Il ne s’agit pas ici de se peindre en narratrice égotique et égoïste qui n’aurait de cesse de chercher à tout ramener à elle, comme un pêcheur se vante parfois d’une prise plus grosse que celle de ses voisins, mais au contraire, de nager parmi les autres et se laisser parfois surprendre comme spectatrice d’autres vies que la sienne qui se poursuivent joyeusement dans la mer partagée : 

” L’une est ronde, petite et le teint clair, l’autre, brune, grande et forte avec ses yeux bruns doré d’un éclat extraordinaire. On ne croise pas ses yeux sans être aussitôt capté. Et c’est, les découvrant toutes deux, écroulées de rire dans l’espacement réduit de l’exténuation des vagues, ce qui m’arrive. “Nous sommes mouillées sans nous être baignées, dit Yeux de Braise. On a oublié de prendre nos maillots de bain.” Leur rire, leur façon de se faire tomber et retomber plus elles s’aident à se relever, créant autour d’elles la délimitation invisible mais réelle d’un bassin de bulles, une enceinte de pure gaieté. ” 
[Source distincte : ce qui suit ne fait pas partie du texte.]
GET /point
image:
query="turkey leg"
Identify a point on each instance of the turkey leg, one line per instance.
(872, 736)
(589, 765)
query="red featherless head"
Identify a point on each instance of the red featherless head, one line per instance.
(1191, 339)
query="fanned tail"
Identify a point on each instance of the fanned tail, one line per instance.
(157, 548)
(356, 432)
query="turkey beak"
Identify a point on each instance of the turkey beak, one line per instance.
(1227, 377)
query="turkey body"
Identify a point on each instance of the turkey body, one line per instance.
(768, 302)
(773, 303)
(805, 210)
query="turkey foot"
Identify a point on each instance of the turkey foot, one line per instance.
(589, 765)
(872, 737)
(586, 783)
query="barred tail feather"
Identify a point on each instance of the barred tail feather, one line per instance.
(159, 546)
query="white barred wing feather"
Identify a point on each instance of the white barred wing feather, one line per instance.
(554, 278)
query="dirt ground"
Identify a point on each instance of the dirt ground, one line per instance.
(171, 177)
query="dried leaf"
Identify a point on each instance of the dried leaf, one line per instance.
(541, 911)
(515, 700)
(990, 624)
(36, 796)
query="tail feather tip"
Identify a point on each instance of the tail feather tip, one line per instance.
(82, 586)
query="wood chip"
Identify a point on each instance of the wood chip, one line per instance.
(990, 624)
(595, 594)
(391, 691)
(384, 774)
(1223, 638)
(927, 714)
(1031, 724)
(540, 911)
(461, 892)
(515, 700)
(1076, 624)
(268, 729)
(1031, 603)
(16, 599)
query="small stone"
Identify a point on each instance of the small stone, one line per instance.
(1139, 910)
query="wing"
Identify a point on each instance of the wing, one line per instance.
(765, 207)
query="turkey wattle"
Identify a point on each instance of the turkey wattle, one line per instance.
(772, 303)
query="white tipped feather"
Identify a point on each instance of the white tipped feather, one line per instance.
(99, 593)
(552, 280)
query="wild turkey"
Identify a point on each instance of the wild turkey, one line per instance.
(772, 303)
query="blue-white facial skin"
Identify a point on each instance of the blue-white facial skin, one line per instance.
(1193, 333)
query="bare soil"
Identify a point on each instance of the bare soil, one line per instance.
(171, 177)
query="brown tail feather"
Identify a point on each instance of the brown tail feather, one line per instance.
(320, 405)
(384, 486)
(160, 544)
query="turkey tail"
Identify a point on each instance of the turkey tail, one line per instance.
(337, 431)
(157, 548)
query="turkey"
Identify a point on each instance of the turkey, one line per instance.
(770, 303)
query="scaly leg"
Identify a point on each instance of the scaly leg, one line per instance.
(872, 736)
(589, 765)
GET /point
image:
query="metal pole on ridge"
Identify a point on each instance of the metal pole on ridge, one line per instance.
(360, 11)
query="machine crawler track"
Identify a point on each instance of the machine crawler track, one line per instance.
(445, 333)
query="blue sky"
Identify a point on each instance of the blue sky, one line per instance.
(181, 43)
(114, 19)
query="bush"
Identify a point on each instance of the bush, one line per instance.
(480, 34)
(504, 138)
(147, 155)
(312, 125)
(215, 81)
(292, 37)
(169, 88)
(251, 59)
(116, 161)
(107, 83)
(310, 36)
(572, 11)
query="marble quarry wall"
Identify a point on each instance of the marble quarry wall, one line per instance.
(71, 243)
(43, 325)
S’écrire en brasses coulées : portrait de l’autrice-lectrice en athlète 

Telle une sportive qui reprendrait avec joie et vivacité son entraînement quotidien, Chantal Thomas s’essaie à différents exercices dont son journal rend compte, tant comme lectrice que comme diariste. C’est ainsi que l’on comprend qu’elle alterne respectivement, parfois même à égale mesure, la nage et la page. Le fragment de journal se juxtapose ainsi à la citation d’un extrait de lecture comme une vague en suit une autre et parfois, nous étonne tant son aspect et son goût diffèrent de la précédente : 

On comprend alors que la mer est un prétexte d’écriture autant que d”exploration d’une mémoire dont certaines zones sont ravivées par quelques pages d’Hugo, de Kafka ou de Florence Delay

Le matin, la mer est à nouveau calme, translucide. 

Les ombres des roches sous-marines produisent des zones de bleu forêt. “

On comprend alors que la mer est un prétexte d’écriture autant que d”exploration d’une mémoire dont certaines zones sont ravivées par quelques pages d’Hugo, de Kafka ou de Florence Delay. Peut-être autant qu’un Journal de nage, l’autrice écrit l’histoire d’un corps qui se souvient et goutte encore des souvenirs qui entourent l’écume des vagues dans lesquels il prend plaisir à retrouver les sensations perdues, ou, à tout le moins, leurs proches simulacres. Ainsi comprend-on, en lisant les lignes qui commentent Les Travailleurs de la mer de Victor Hugo que, bien plus que la nage, ce journal est une ode à la vie offerte, au soleil levant et aux joies retrouvées par le corps triomphant entre les cris des vagues nues : 

Des phrases comme des flocons d’écume.

Elles volent comme de la laine, ou de la neige, volent où elles veulent.

Elles décident du souffle de l’écriture, de son essentielle légèreté, de sa vocation à l’insensé. 

Elles vont avec les ritournelles, les chansons enfantines, les refrains des rues.”